India’s planned strategic gas reserve may come up as a joint venture of public sector companies or as a public-private partnership (PPP), two people familiar with the discussions said. The reserve may be set up as a separate entity on the lines of the Indian Strategic Petroleum Reserve Ltd (ISPRL), which can store 5.33 million tonnes of crude oil at its underground facilities at Visakhapatnam, Mangaluru and Padur. Talks for a strategic gas reserve have gained momentum after the Russian invasion of Ukraine last year snapped supplies and drove up prices. “It may be given to a public sector unit in the E&P (exploration and production) space to manage, which may form a joint venture. Public-private partnership is also being looked at,” one of the two people cited above said on the condition of anonymity. Exhausted oil wells may be used as reserves to store liquified natural gas (LNG), or entirely new LNG infrastructure may be constructed, the second person added. New infrastructure would include more LNG terminals and large underground salt caverns. “Either we can create a new LNG facility for storing the gas or use exhausted gas wells, where production has been stopped. But the problem with those wells is that there is a loss of efficiency. Only about 60% of the gas-filled into the well is recovered at the most,” the second person said. Several countries have built gas storage systems to ensure supply security. The US accounts for nearly a third of global gas storage, while Russia, Ukraine, Canada and Germany together account for another major portion. China also has gas storage facilities.
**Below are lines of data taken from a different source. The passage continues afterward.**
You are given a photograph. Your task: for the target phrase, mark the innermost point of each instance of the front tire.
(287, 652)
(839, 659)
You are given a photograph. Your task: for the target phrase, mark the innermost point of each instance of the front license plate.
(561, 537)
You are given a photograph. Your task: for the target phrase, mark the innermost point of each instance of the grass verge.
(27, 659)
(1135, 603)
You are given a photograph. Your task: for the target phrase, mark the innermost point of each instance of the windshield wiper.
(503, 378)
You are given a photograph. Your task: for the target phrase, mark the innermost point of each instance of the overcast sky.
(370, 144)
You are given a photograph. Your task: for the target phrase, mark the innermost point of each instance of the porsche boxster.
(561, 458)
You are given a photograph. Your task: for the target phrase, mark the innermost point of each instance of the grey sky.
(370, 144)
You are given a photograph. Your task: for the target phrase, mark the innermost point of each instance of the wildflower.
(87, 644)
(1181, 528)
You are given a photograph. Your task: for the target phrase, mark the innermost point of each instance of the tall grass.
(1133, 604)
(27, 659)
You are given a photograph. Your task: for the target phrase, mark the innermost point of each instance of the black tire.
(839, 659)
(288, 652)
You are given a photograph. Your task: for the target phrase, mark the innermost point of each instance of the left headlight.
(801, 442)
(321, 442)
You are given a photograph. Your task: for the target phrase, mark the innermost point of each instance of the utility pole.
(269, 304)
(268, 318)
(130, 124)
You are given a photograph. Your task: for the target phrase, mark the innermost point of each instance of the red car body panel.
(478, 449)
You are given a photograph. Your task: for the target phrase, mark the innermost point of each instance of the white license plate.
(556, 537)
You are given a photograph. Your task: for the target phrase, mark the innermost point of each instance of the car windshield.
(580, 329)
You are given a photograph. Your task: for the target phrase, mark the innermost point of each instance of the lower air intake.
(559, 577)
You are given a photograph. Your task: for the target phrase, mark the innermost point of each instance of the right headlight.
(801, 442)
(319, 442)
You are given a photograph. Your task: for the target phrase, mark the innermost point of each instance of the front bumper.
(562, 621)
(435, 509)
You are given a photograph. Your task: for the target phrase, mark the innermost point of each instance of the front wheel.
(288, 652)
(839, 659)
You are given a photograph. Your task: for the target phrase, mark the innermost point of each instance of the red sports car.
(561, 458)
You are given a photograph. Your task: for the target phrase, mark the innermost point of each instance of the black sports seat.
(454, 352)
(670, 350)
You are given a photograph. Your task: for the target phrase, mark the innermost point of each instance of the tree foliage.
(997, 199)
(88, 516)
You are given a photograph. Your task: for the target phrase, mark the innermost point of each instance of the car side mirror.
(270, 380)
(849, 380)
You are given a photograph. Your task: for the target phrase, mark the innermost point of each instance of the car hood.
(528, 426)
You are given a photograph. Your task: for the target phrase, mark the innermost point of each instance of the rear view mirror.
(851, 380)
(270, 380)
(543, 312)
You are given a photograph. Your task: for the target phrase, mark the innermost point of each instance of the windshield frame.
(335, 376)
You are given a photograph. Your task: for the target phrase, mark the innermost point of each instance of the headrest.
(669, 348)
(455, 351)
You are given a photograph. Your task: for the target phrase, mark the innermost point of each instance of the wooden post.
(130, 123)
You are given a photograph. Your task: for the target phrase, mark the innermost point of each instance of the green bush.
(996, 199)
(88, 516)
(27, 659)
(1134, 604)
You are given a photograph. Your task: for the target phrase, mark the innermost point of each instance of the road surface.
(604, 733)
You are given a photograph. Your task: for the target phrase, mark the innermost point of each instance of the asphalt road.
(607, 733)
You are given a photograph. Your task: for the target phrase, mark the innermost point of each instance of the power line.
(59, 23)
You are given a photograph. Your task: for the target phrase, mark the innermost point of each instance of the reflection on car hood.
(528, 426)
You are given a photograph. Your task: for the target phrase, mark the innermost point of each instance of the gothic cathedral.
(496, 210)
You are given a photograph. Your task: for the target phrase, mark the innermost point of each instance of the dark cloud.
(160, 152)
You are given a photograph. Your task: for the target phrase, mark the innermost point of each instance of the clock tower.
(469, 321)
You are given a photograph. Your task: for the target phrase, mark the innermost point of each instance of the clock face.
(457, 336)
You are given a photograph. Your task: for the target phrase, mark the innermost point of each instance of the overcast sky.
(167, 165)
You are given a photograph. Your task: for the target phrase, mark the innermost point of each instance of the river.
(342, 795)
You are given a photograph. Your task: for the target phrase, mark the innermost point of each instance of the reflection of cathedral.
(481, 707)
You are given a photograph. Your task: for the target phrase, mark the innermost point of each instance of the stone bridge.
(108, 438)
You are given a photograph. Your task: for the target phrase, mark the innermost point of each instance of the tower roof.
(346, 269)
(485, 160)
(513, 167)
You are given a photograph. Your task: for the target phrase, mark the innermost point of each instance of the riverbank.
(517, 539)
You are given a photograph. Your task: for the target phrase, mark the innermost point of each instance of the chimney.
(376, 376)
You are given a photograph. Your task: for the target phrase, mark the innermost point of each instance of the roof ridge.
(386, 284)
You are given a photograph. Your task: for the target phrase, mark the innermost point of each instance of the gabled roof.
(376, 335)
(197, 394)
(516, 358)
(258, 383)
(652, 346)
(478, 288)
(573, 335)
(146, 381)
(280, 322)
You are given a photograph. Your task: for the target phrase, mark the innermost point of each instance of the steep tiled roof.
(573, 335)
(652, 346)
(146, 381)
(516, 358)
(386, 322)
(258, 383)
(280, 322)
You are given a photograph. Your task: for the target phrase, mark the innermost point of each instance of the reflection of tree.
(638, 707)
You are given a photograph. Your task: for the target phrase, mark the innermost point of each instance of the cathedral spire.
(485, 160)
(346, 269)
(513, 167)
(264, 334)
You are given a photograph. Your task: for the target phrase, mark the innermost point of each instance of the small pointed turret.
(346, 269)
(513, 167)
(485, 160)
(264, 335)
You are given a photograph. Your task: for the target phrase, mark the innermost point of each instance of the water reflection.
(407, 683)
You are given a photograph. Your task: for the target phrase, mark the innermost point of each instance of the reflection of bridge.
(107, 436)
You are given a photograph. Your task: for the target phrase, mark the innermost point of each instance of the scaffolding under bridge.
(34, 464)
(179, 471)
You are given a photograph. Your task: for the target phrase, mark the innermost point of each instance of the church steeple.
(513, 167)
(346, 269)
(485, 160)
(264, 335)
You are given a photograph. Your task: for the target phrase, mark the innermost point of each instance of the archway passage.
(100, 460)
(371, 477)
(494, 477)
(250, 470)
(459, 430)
Russia ready to meet India’s oil needs at ‘market price’, Rosneft says

Russia was willing to meet India’s oil needs at ‘market price’, the CEO of top Russian oil major told Reuters on Monday. In December last year, the Group of Seven, the European Union and Australia enforced a price cap on crude oil at $60 per barrel, aiming to reduce Moscow’s ability to finance its war in Ukraine and preserve stability on the global oil market. Russia has emerged as the largest supplier of oil to India, replacing Iraq. When asked if Russia will give an additional stake to ONGC Videsh or other Indian companies in its Sakhalin-1 project, Rosneft CEO Igor Sechin said the decision to do so lay with the Russian government. Russia last year approved the requests of ONGC Videsh, the overseas investment arm of state-run Oil and Natural Gas Corp (ONGC.NS), and Sakhalin Oil and Gas Development Co(SODECO), a consortium of Japanese firms, to retain their 20% and 30% stake respectively in the project.
India wants Russian LNG

New Delhi is looking for a long-term contract to ensure its energy security. Russia’s largest liquefied natural gas (LNG) producer, Novatek, is poised to clinch a deal with India’s main gas distributor GAIL on long-term supplies, Reuters reported on Friday, citing industry sources. A preliminary agreement may be signed as early as this week during a visit by Novatek Chairman Leonid Mikhelson to India for an energy conference, people familiar with the matter told the news outlet on condition of anonymity. The news comes as GAIL struggles to recover from its 93% slump in profits in the three months to December compared to a year earlier, resulting from a supply disruption on the part of a former unit of Russian energy giant Gazprom. GAIL had a 20-year contract with Gazprom Marketing and Trading Singapore (GMTS), a former unit of Berlin-based Gazprom Germania. Last year, German authorities took over Gazprom’s subsidiary, now called Sefe, as part of anti-Russia sanctions, without providing compensation payments. The Indian utility company was forced to resort to gas rationing, and slashed output at its petrochemicals plants after supplies under the deal with GMTS fell through.